Out of the blue, pink is a fight, armed with matching t-shirts and baseball caps, spelled “race for the cure,” and measured in bracelets and ribbons and dollar bills.

Then finally, finally, pink tastes like victory, like the strawberry popsicles we made ourselves on that rose-gold summer night when we celebrated the beautiful words cancer-free.

But somehow anything beautiful and perfect melts fast, and the magic wand that’s supposed to fix everything doesn’t always work.

Pink had become a promise, one I didn’t realize I’d been holding on to so tight. It was a glass slipper, shattered with words I don’t understand, like recurrence and metastatic and prognosis because pink was a war we lost in the end.

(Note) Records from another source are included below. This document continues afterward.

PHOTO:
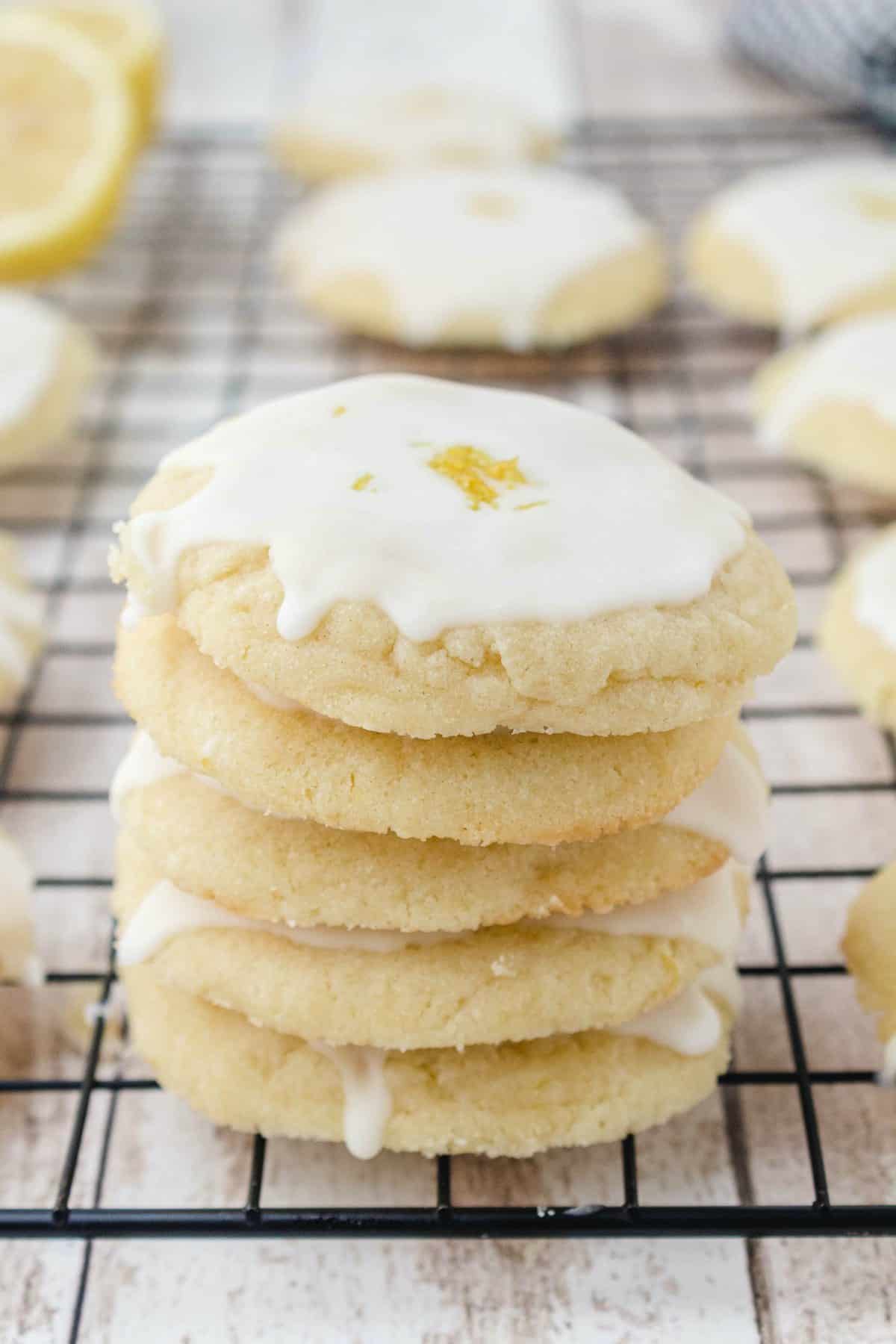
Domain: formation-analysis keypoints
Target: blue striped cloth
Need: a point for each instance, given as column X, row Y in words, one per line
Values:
column 844, row 50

I try to remember that change can be beautiful. It turns inchworms into butterflies and paints green trees gold. And autumn leaves are so pretty, even as they fall to the ground. But there’s nothing beautiful about watching you die.

There’s nothing pretty about staring at the view from your hospital window, when the sun is slipping and so are you.

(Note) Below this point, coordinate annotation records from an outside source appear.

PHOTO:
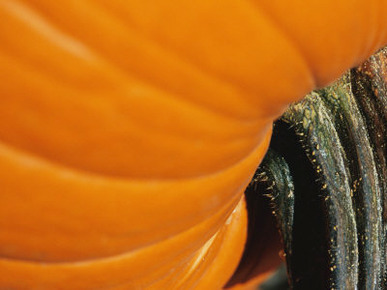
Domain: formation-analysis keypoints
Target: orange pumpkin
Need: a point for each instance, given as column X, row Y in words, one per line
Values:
column 129, row 129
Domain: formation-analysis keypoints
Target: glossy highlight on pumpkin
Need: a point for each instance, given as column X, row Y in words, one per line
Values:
column 130, row 129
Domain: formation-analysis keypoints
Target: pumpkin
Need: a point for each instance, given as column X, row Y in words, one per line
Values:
column 130, row 129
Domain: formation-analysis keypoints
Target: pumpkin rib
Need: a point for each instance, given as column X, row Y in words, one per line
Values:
column 103, row 273
column 252, row 99
column 73, row 215
column 63, row 38
column 174, row 138
column 286, row 36
column 294, row 50
column 74, row 32
column 346, row 50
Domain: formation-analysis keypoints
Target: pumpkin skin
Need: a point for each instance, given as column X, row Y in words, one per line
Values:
column 129, row 129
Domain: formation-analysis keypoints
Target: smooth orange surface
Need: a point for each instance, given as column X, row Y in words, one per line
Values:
column 129, row 129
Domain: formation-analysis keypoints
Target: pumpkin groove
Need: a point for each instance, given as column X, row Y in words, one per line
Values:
column 132, row 128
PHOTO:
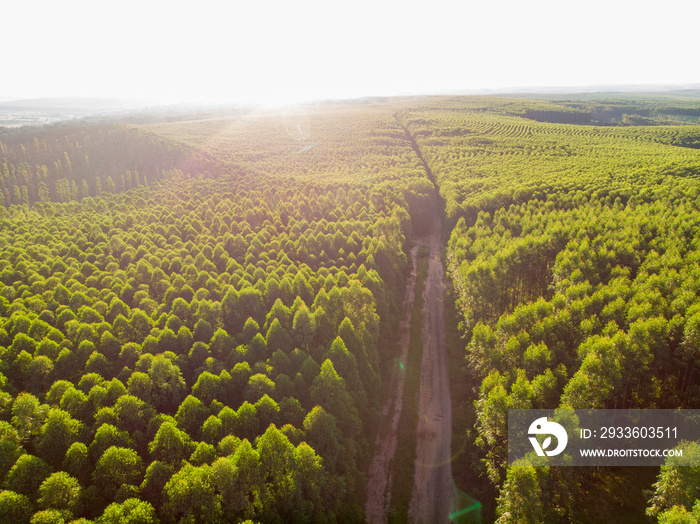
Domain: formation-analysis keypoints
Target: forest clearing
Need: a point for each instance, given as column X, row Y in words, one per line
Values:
column 240, row 315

But you’re smiling with your eyes and telling me it’s not the end, that you’re always here. I hold your hand and try to believe you while I let the tears fall silently over your gown until your breathing slows and Sleeping Beauty closes her eyes.

All I can taste is salt, cold ocean spray from a breeze too sharp to feel good. And it seems that wherever you went, you took all the color in the world with you because everywhere feels gray and cold without you.

Everywhere except here, a place I couldn’t bring myself to go at first, until I noticed the soft rosy light, how it makes everything glow this time of night. So now I come all the time to talk to you about everything, just like I used to. And sometimes, I bring the books from my old room and read you whatever feels right. At first, I feel silly talking to a stone so I look up at the sky instead.

And I find a new ending written there. It tells me the earth couldn’t hold you. And now, you’re somewhere I can’t follow. Up high in the sky, where you belong. Singing with the angels, dancing on pink clouds, on and on, forever and ever.